Rolex Daytona Black MOP and Diamond 126579RBR
What better for our Christmas review than this absolute belter of a bauble!
This is the new for 2024 Daytona 126759RBR, and I can hand on heart tell you that while the crowds were going wild for the monochromatic GMT-Master II, it was this exact model that revving my engine back in April.
Stats first, it’s a full 18 carat white gold piece, so nice and weighty while retaining the same slim and balanced proportions as any other, well almost.
As this is a 12 reference, it has been treated to the same case re-design as other post-2023 Daytona’s.
Broader straighter lugs, chunkier crown guards, a slimmer profile at 11.9mm while sporting a tuned up dial and handset.
Most importantly, the case design has shed some of the soft curves and increased the symmetry of the watch, an evolution that has been very well received indeed, as it has made the Daytona look larger without pumping it full of steroids and increasing the case size.
Perfecto.
I know that we aren’t all into gem-set watches, I know that we aren’t all into shimmering dials and diamond markers, but its Christmas, so let this little star twinkle.
The bezel is set with 36 brilliant-cut ultra high clarity diamonds.
They are set using the “Claw” technique which is when the corner of a gemstone is held in place by thin and deliberately unobtrusive “claws” of metal and ensures that the factets of the stone are still free to catch and play with the light.
This particular cut and setting technique is designed for maximum light, maximum fire, and maximum impact.
This works in absolute tandem with the black Mother Of Pearl dial, not only because a dark dial makes a great backdrop for diamond light, but because the diamonds also serve to conjure up up a light-show from the dial itself, which flashes with green and red fire from the nacre.
Mother of pearl is the iridescent lining of a mollusk shell.
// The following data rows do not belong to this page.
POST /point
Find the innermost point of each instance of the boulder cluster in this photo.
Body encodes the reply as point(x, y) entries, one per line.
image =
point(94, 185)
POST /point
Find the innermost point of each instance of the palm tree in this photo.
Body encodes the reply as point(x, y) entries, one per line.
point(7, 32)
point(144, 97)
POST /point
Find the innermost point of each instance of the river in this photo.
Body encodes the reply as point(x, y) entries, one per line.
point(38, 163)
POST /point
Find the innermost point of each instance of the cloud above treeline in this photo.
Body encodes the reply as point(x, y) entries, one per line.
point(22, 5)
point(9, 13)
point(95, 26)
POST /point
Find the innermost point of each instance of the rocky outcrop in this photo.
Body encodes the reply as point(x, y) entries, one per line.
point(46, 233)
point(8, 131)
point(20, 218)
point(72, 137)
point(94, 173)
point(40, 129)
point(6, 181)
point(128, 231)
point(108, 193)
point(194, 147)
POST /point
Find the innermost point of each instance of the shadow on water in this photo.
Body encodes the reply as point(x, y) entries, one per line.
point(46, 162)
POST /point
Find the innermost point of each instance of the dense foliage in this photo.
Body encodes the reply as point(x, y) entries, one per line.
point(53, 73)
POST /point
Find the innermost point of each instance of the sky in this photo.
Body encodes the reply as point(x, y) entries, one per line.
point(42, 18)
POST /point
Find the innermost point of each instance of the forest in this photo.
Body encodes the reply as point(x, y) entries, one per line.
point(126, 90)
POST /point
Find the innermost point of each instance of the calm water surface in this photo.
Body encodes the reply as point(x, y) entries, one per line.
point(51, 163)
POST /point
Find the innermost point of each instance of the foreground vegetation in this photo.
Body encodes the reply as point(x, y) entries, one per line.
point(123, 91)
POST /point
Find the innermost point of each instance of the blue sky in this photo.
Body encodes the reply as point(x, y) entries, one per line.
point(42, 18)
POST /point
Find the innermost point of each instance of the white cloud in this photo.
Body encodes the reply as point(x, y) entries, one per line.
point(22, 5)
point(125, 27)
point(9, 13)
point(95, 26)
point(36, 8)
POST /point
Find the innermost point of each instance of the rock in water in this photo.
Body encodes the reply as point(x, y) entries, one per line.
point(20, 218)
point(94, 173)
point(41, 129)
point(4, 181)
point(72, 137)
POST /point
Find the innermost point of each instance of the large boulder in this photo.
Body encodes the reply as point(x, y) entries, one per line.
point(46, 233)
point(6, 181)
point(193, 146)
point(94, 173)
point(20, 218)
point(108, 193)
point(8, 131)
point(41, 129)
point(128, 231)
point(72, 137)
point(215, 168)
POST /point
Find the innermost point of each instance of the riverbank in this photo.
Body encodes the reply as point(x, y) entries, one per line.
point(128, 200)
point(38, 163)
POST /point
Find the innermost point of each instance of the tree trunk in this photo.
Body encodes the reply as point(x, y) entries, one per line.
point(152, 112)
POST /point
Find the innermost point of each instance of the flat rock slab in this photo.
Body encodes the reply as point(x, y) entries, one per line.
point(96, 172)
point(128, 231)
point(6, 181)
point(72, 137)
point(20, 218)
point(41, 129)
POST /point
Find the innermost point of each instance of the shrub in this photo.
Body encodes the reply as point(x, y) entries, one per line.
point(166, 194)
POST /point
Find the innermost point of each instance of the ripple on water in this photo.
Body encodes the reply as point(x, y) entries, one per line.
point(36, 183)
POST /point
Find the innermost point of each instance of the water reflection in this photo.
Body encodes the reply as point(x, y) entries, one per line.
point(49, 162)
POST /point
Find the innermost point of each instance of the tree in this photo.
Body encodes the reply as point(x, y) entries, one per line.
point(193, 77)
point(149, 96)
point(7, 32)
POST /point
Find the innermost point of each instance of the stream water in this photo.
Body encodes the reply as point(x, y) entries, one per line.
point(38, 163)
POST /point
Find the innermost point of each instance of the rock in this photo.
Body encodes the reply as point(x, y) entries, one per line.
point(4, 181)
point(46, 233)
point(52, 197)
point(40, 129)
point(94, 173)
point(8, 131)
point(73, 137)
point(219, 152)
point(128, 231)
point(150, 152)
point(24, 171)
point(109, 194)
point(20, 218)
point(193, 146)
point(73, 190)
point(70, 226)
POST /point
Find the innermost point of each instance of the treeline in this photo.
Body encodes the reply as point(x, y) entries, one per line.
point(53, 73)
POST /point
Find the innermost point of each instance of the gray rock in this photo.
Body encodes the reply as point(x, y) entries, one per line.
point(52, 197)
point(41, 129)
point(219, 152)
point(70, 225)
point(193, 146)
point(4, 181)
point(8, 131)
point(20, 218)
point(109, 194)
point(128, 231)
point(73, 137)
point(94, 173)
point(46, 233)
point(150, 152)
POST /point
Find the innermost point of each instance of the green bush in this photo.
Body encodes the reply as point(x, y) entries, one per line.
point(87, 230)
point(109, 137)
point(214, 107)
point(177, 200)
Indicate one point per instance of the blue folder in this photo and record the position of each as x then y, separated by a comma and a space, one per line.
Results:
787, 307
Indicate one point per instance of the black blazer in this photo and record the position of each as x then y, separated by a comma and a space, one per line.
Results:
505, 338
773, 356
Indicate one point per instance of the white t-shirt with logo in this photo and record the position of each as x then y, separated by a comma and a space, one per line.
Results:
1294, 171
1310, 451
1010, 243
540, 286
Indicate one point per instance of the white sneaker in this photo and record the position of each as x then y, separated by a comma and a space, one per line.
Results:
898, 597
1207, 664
Its found inside oysters and abalone and has been used to make jewellery as far back as ancient Egypt and the Ming dynasty. It is a hugely popular material because of the way that it shifts and shimmers in changing light to reveal different tones and colours.
MOP is made from a substance called “nacre” which is the same material as an actual pearl, but rather than being an individual ball, the nacre used to make mother of pearl is found lining the shell.
It is named Mother Of Pearl as the popular belief is that the nacre lined shells produce the finest pearls.
As this is a black dial, it’s colour is most in line with those found in Tahitian pearls which are also black, but with shades of peacock, petroleum blue, red, green, and aubergine flashing through them.
This particular dial gives a show which, thanks to the solar storms this year, can be best described as similar to the northern lights.
Check out in particular the swathes of red and green that you can pick out towards the left-hand side as it moves.
Honestly, there is nothing quite like nature for producing beautiful and wild dials.
It is unparalleled colour-wise.
The rest of the dial is pleasingly symmetrical with 8 brilliant cut diamond indexes set in to square white gold surrounds, A white gold Rolex crown at 12, and lumed indices at 3, 6, and 9.
These have been placed to give both low-light orientation to the watch, and to maintain some harmony as gem setting the quarter hour points would create either cramping or subdial intrusion - neither of which are pleasant or correct.
The subdials, including their rings, are all-white, as anything else would be overkill and the party has been topped off with “Daytona” in blaze red arcing over the small seconds subdial at 6.
Theres also a tiny printed coronet on the outer track just below 6, which denotes that this Daytona is running a new movement - calibre 4131, which is a 47 jewel update to the previous and genius cal 4130.
It has 72 hours of power reserve and all the bells and whistles (Vertical clutch, Parachrom hairspring, Chronergy escapement) but with a reduced number of components which is designed to increase reliability.
Less components - less chance of failure.
The new calibre has also seen some aesthetic improvements in the form of Rolex Côtes de Genève decoration - but at the moment these are hidden behind a solid caseback on all models bar the flagship platinum so all you really need to know is that the new movement has all the tech that Rolex can throw at it, and is a pretty one to boot.
Add together the precious metal, diamonds, pearl, new movement, and redesigned case, and this is genuinely my favourite current Daytona, its a special piece and I hope you enjoy it as much as I do.